Fair winds but stormy seas
The £6 million project to return the Maid of the Loch to steam operation gained ever-increasing support during the year. With the successful granting of a £122,417 award by LEADER and Scottish Enterprise at the start of the year, there followed a sell-out concert for the Maid as part of Glasgow’s Celtic Connections international winter music festival. All the artists gave their time for free, and a specially commissioned song about the Maid was performed.
In February, we were delighted and honoured when Lord Smith of Kelvin KT CH agreed to become the charity’s Patron. His distinguished career and vast experience are very welcome.
With the funding from LEADER and SE, five new consultants were engaged to help produce all the necessary reports and spreadsheets for the HLF Stage 2 deadline in June. Costs were calculated, designs drawn up, plans produced, policies prepared, and fundraising finalised. An amazing feat to raise over £2 million* by a charity with one employee. A truly exhausting time, but the application deadline was achieved. In total, over 200 documents were submitted, and over £470,000 of time and money had been spent to get to this stage.
Meanwhile, the volunteers kept the ship looking smart, events were staged, and the good weather resulted in more visitors than ever coming on board. The increased investment in social media and publicity saw the website develop further, Facebook followers increase to over 5,000, and Twitter accounts increase to over 1,000. The Board was strengthened with the addition of three new members.
During July and August, time was spent developing strategies and advertising for a new boiler, naval architects, and a project management team. Questions raised by HLF were comprehensively answered in the run up to their decision day in September. Firstly, the Scottish Committee gave it their highest ranking, then the HLF UK Trustees met on 25 September. The following day, it was announced that the project had been rejected. The reason – “due to insufficient funds” (by HLF). So ironic, given that HLF’s biggest concern with the project had always been LLSC’s ability to close the funding gap.
The public response was of overwhelming support with a record reach of 20,000 on Facebook, and the local MP and MSP both raising the issue directly with HLF. Tenders for the advertised work had to be returned unopened, volunteers’ morale hit an all-time low. Was the project sunk?
Not likely. The LLSC Board unanimously agreed to fight on. In December, after much hard work and worry, The Scottish Government accepted a revised strategy and outcomes and confirmed the award of their £950,000. Other main funders confirmed their support, with the Paddle Steamer Preservation Society, The Hugh Fraser Foundation, The Wolfson Foundation, and The Robertson Trust awards allowing a £1.1 million project to go ahead.
Immediately, plans were drawn up and orders placed to bring the Maid out of the water in early 2019. A partial refurbishment will proceed, including getting her engines turning by steam power for demonstration purposes.
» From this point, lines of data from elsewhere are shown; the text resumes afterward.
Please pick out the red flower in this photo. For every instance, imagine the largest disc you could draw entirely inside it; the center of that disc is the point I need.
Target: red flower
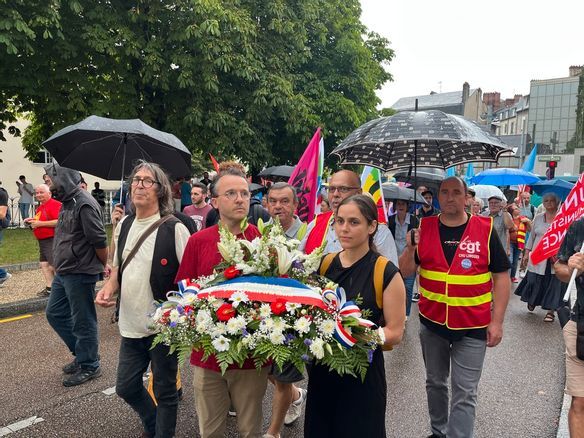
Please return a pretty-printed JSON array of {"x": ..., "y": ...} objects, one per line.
[
  {"x": 225, "y": 312},
  {"x": 279, "y": 306},
  {"x": 231, "y": 272}
]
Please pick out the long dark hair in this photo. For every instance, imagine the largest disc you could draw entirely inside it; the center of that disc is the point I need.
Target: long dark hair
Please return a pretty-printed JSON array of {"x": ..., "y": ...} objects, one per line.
[{"x": 368, "y": 209}]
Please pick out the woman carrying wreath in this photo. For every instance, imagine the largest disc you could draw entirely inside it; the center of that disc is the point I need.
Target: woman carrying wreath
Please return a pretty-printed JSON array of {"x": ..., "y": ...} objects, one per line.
[{"x": 345, "y": 406}]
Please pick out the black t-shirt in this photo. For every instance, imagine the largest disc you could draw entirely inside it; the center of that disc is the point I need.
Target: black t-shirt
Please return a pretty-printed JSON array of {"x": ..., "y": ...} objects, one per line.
[
  {"x": 357, "y": 279},
  {"x": 571, "y": 245},
  {"x": 499, "y": 262}
]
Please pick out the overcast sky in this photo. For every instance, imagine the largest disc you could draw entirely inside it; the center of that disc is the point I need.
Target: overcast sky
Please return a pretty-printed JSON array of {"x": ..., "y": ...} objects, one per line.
[{"x": 496, "y": 46}]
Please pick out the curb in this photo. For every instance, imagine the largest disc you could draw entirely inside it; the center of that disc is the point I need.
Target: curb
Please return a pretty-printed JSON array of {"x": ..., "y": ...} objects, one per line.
[
  {"x": 22, "y": 266},
  {"x": 25, "y": 306}
]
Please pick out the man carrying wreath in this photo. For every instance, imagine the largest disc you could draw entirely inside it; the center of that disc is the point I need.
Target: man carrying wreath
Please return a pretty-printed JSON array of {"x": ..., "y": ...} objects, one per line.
[{"x": 243, "y": 387}]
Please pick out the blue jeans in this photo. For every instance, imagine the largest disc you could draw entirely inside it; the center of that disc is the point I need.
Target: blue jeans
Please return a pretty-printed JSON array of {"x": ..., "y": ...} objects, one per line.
[
  {"x": 135, "y": 354},
  {"x": 514, "y": 258},
  {"x": 409, "y": 282},
  {"x": 24, "y": 208},
  {"x": 71, "y": 313}
]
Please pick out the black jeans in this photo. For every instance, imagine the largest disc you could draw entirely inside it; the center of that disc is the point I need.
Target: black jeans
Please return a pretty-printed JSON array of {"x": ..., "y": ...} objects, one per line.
[{"x": 135, "y": 355}]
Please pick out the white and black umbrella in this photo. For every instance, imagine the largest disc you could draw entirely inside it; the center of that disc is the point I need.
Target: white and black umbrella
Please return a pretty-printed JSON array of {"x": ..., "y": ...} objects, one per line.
[
  {"x": 109, "y": 148},
  {"x": 419, "y": 138}
]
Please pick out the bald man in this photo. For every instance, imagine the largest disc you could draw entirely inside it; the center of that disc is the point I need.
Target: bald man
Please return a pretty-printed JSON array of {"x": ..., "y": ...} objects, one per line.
[
  {"x": 43, "y": 226},
  {"x": 342, "y": 185}
]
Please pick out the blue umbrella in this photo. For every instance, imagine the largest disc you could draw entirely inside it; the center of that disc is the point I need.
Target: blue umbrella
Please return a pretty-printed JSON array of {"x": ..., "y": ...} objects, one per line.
[
  {"x": 504, "y": 177},
  {"x": 557, "y": 186}
]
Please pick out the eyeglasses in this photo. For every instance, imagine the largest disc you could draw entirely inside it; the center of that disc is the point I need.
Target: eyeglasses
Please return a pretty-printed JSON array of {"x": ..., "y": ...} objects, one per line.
[
  {"x": 342, "y": 189},
  {"x": 232, "y": 195},
  {"x": 146, "y": 182},
  {"x": 273, "y": 201}
]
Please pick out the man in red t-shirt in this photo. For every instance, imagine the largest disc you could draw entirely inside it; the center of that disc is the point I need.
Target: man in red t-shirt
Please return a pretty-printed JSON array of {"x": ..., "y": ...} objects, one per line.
[
  {"x": 43, "y": 226},
  {"x": 243, "y": 387}
]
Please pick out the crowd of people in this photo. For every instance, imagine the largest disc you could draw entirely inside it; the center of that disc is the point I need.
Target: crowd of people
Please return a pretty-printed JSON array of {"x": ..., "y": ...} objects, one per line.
[{"x": 463, "y": 256}]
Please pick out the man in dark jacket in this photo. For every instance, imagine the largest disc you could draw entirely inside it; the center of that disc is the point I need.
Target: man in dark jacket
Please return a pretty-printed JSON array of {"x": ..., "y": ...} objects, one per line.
[{"x": 79, "y": 256}]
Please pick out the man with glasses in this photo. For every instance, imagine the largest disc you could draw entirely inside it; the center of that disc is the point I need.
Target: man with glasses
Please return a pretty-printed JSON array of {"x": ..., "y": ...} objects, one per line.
[
  {"x": 79, "y": 256},
  {"x": 343, "y": 184},
  {"x": 160, "y": 240},
  {"x": 243, "y": 387}
]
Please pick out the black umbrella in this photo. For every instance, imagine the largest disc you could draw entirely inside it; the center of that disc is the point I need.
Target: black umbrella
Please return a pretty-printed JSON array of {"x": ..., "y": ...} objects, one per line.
[
  {"x": 393, "y": 192},
  {"x": 109, "y": 148},
  {"x": 277, "y": 171},
  {"x": 424, "y": 138}
]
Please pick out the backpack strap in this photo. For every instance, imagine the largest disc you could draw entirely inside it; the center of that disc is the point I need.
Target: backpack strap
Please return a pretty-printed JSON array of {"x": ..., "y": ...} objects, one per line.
[
  {"x": 326, "y": 262},
  {"x": 378, "y": 272}
]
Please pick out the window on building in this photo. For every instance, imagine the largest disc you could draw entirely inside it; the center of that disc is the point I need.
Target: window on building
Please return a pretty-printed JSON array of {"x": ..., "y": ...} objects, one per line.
[{"x": 42, "y": 157}]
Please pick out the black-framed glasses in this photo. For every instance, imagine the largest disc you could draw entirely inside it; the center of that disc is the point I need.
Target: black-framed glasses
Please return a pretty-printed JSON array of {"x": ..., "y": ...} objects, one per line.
[
  {"x": 146, "y": 182},
  {"x": 341, "y": 189},
  {"x": 233, "y": 194}
]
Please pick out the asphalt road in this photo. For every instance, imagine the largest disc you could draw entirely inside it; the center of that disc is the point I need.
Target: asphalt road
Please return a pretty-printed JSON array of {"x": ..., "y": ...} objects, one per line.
[{"x": 520, "y": 394}]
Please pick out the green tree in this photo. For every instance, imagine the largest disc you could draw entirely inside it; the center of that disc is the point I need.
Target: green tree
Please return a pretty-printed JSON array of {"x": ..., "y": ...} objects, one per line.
[{"x": 245, "y": 78}]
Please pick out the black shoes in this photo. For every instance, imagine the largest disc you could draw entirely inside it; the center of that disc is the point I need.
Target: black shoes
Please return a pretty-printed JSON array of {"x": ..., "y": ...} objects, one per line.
[
  {"x": 71, "y": 368},
  {"x": 82, "y": 375}
]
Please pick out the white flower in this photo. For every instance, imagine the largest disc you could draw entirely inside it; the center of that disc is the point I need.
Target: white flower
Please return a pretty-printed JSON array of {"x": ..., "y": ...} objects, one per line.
[
  {"x": 234, "y": 325},
  {"x": 267, "y": 325},
  {"x": 265, "y": 310},
  {"x": 316, "y": 348},
  {"x": 174, "y": 315},
  {"x": 239, "y": 297},
  {"x": 221, "y": 343},
  {"x": 302, "y": 325},
  {"x": 292, "y": 307},
  {"x": 279, "y": 324},
  {"x": 277, "y": 338},
  {"x": 327, "y": 327}
]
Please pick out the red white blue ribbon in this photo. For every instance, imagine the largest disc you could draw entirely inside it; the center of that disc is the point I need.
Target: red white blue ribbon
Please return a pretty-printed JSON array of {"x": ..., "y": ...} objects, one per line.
[{"x": 337, "y": 303}]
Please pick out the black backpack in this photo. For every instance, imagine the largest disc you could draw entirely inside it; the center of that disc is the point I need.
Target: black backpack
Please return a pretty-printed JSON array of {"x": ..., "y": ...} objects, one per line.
[{"x": 5, "y": 223}]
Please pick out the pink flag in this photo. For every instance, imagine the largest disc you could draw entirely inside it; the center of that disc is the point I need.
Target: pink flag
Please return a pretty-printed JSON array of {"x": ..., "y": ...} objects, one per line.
[
  {"x": 571, "y": 210},
  {"x": 305, "y": 179}
]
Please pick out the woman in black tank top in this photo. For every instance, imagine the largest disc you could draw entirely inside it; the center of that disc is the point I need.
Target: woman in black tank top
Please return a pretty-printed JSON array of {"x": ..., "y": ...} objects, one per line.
[{"x": 344, "y": 406}]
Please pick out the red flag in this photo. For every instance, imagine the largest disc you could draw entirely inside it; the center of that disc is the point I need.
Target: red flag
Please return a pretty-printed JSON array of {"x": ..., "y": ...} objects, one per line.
[
  {"x": 215, "y": 163},
  {"x": 571, "y": 210},
  {"x": 305, "y": 179}
]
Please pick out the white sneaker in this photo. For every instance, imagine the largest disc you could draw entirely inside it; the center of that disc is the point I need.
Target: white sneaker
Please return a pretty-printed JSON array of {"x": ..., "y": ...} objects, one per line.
[
  {"x": 295, "y": 409},
  {"x": 3, "y": 280}
]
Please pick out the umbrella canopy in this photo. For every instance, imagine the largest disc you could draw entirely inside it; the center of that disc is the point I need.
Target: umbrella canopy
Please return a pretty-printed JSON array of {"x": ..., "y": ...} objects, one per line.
[
  {"x": 109, "y": 148},
  {"x": 423, "y": 138},
  {"x": 504, "y": 177},
  {"x": 427, "y": 176},
  {"x": 557, "y": 186},
  {"x": 392, "y": 192},
  {"x": 486, "y": 191},
  {"x": 277, "y": 171}
]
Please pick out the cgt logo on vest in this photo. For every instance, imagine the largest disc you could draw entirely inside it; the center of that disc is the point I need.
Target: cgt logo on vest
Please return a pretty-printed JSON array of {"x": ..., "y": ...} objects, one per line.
[{"x": 469, "y": 248}]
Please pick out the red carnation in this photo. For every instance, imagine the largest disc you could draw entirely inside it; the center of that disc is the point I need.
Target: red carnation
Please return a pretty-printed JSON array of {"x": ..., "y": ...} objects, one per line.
[
  {"x": 278, "y": 307},
  {"x": 231, "y": 272},
  {"x": 225, "y": 312}
]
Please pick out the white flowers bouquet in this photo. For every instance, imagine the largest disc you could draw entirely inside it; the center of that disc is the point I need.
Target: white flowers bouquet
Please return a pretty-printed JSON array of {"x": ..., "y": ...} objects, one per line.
[{"x": 265, "y": 302}]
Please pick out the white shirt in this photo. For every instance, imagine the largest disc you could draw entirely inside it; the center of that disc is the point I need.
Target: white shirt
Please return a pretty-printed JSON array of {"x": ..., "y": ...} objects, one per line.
[{"x": 137, "y": 301}]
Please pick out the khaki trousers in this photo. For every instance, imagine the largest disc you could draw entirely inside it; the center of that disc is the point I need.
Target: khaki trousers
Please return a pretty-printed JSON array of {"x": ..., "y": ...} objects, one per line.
[{"x": 244, "y": 389}]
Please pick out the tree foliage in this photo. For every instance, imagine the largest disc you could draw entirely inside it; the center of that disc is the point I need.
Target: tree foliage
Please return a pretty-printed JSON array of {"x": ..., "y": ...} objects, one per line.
[{"x": 245, "y": 78}]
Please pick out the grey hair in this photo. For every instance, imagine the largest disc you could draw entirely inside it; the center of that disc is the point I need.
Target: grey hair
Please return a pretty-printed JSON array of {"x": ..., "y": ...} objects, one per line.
[
  {"x": 282, "y": 186},
  {"x": 163, "y": 188}
]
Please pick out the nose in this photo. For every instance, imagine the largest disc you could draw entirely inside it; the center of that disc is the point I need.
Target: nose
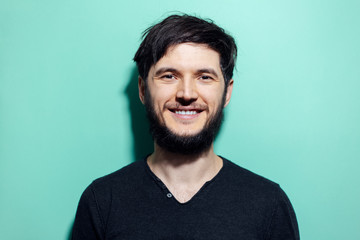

This is a huge step forward for the charity.
The Maid has weathered the storm and 2019 will see a transformation of her fortunes. With her engines turning once again, new business opportunities, additional staff, and ever-increasing support and visitor numbers, calmer waters lie ahead. The aim to return her to steam operation is stronger than ever. The disappointment of the HLF decision is a setback, but only means her complete return to steam operation will take a little longer.
The charity would like to thank everyone for their fantastic support over the year, and over many years. The volunteers who come down to the Maid every week, the companies that give their support in many ways, the organisations which have backed the project with grants, and all the donations from the public, local, national, and international. Do come and visit the Maid in 2019 and see just what can be done. You will be delighted and amazed.